Furstenberg systems of certain sequences of superpolynomial growth
Andreu Ferré Moragues, Andreas Koutsogiannis
TL;DR
This work addresses the ergodic-modeling of sequences built from intermediate-growth iterates, notably $G(x)=x^{\log^c x}$ with $0<c<1/2$, by analyzing their Furstenberg systems. The authors develop strong exponential-sum estimates and multidimensional equidistribution results, enabling a complete Bernoulli classification for the Furstenberg systems of $a(n)=e(G(n))$ and $b(n)=e(\alpha\lfloor G(n)\rfloor)$ and deriving zero-entropy topological corollaries along with an $L^2$ von Neumann-type convergence for commuting transformations.

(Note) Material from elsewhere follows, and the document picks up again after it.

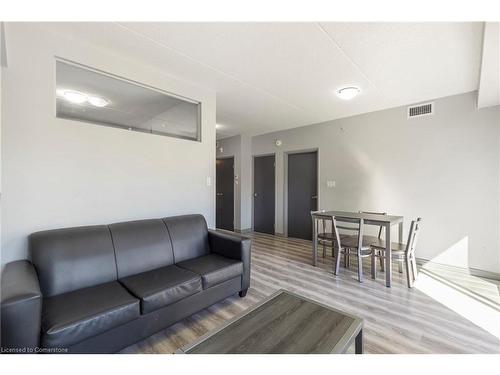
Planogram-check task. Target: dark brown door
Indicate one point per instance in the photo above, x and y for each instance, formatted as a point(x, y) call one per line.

The approach circumvents traditional van der Corput methods due to the intermediate growth rate and hinges on a delicate derivative analysis of linear combinations of $G$, yielding robust equidistribution on $\mathbb{T}^r$ and $X^r$. Collectively, the results illuminate the probabilistic structure of intermediate-growth sequences, broaden the applicability of Furstenberg-system modeling, and connect ergodic properties to questions in number theory and topological dynamics.
Abstract
We give examples of sequences defined by smooth functions of intermediate growth, and we study the Furstenberg systems that model their statistical behavior. In particular, we show that the systems are Bernoulli. We do so by studying exponential sums that reflect the strong equidistribution properties of said sequences. As a by-product of our approach, we also get some convergence results.